This is an unusual question to ponder when attending a play, but Mad Cat operates on a different plane of reality from most companies, a headspace so meta that most conventional considerations of a show's "goodness" or "badness" seem almost irrelevant. Mad Cat's self-reflexive, screwball remix of Simon will likely be one of the most original and, yes, unforgettable plays you'll experience this year. But, using any number of rubrics to analyze it, it's a mountain away from a good play.

See also: South Floridian Mykal Laury Dances His Way Through Lion King

The source material is most certainly a clunker. Dismissed even by Simon devotees, it's a dated, inconsequential, punishingly long culture-clash rom-com. Originally set in San Francisco in 1966 -- Mad Cat's version takes place a hundred years later -- The Star-Spangled Girl is a romantic triangle among Norman (Noah Levine), the mercurial writer of a niche, anti-American protest magazine; Andy (Theo Reyna), his roommate and publisher of the zine; and Sophie (Jessica Farr), a politically conservative Olympic swimmer who moves in upstairs. Norman falls in love with Sophie, Sophie falls in love with Andy, and you can fill in the rest.

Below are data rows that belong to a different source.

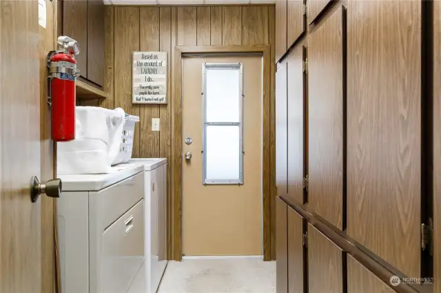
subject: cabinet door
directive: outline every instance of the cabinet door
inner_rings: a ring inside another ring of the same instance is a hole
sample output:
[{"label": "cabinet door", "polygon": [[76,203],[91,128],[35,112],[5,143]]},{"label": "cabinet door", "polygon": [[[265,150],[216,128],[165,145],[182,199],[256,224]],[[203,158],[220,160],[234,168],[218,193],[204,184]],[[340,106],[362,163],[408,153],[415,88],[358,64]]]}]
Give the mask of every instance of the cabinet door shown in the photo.
[{"label": "cabinet door", "polygon": [[308,22],[312,23],[331,3],[331,0],[308,0]]},{"label": "cabinet door", "polygon": [[433,9],[433,292],[441,292],[441,1]]},{"label": "cabinet door", "polygon": [[412,277],[421,259],[421,6],[354,1],[347,10],[347,234]]},{"label": "cabinet door", "polygon": [[288,197],[303,204],[303,47],[287,58],[288,68]]},{"label": "cabinet door", "polygon": [[88,77],[88,1],[63,1],[63,34],[70,36],[80,45],[80,54],[75,56],[80,75]]},{"label": "cabinet door", "polygon": [[351,293],[393,293],[370,270],[350,255],[347,257],[347,292]]},{"label": "cabinet door", "polygon": [[276,254],[277,293],[288,292],[287,206],[276,199]]},{"label": "cabinet door", "polygon": [[336,10],[309,38],[308,202],[312,210],[342,228],[343,23]]},{"label": "cabinet door", "polygon": [[288,207],[288,292],[303,293],[303,218]]},{"label": "cabinet door", "polygon": [[341,249],[308,224],[309,293],[342,293],[342,270]]},{"label": "cabinet door", "polygon": [[88,2],[88,79],[104,84],[104,4],[101,0]]},{"label": "cabinet door", "polygon": [[303,0],[288,1],[287,5],[287,50],[305,32],[306,29],[306,19],[303,13]]},{"label": "cabinet door", "polygon": [[276,62],[287,52],[287,0],[276,0]]},{"label": "cabinet door", "polygon": [[276,185],[277,195],[287,194],[287,63],[276,72]]}]

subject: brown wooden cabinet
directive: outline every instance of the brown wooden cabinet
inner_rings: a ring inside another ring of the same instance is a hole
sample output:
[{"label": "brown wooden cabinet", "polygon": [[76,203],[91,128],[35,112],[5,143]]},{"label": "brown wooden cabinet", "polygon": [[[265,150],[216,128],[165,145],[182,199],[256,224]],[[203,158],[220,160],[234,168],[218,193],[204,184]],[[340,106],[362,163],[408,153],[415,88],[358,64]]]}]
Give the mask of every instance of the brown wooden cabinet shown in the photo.
[{"label": "brown wooden cabinet", "polygon": [[338,246],[308,224],[309,293],[343,292],[342,253]]},{"label": "brown wooden cabinet", "polygon": [[287,52],[287,0],[276,1],[276,62]]},{"label": "brown wooden cabinet", "polygon": [[104,4],[100,0],[63,0],[63,34],[78,41],[75,58],[80,76],[101,87],[104,84]]},{"label": "brown wooden cabinet", "polygon": [[303,293],[303,218],[288,207],[288,292]]},{"label": "brown wooden cabinet", "polygon": [[351,293],[393,293],[391,287],[357,261],[347,257],[347,292]]},{"label": "brown wooden cabinet", "polygon": [[287,78],[287,63],[282,62],[276,72],[276,186],[278,196],[286,196],[288,193]]},{"label": "brown wooden cabinet", "polygon": [[342,229],[343,221],[345,10],[336,10],[309,36],[309,190],[311,210]]},{"label": "brown wooden cabinet", "polygon": [[277,293],[288,292],[287,206],[276,199],[276,254]]}]

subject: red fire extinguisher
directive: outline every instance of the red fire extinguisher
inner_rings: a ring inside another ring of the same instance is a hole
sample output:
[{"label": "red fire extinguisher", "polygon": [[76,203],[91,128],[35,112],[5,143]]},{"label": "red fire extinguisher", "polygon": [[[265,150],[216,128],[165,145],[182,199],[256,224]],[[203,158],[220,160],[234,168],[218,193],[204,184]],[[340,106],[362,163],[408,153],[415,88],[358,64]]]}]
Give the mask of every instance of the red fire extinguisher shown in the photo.
[{"label": "red fire extinguisher", "polygon": [[48,56],[49,105],[51,107],[51,136],[54,142],[75,139],[75,80],[76,69],[74,55],[79,53],[78,43],[68,36],[58,38],[61,50]]}]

Simon himself fills in the work with tired one-liners and soft-hitting barbs like, "If you don't get up from that sit-in, you're going to get a punch-down," "They say Formica is the hope of the future," and "In six weeks, she's marrying a Marine," followed by the Catskills retort, "What she does during the day is her own business!" And so on. This goes on for two and a half hours, with two intermissions.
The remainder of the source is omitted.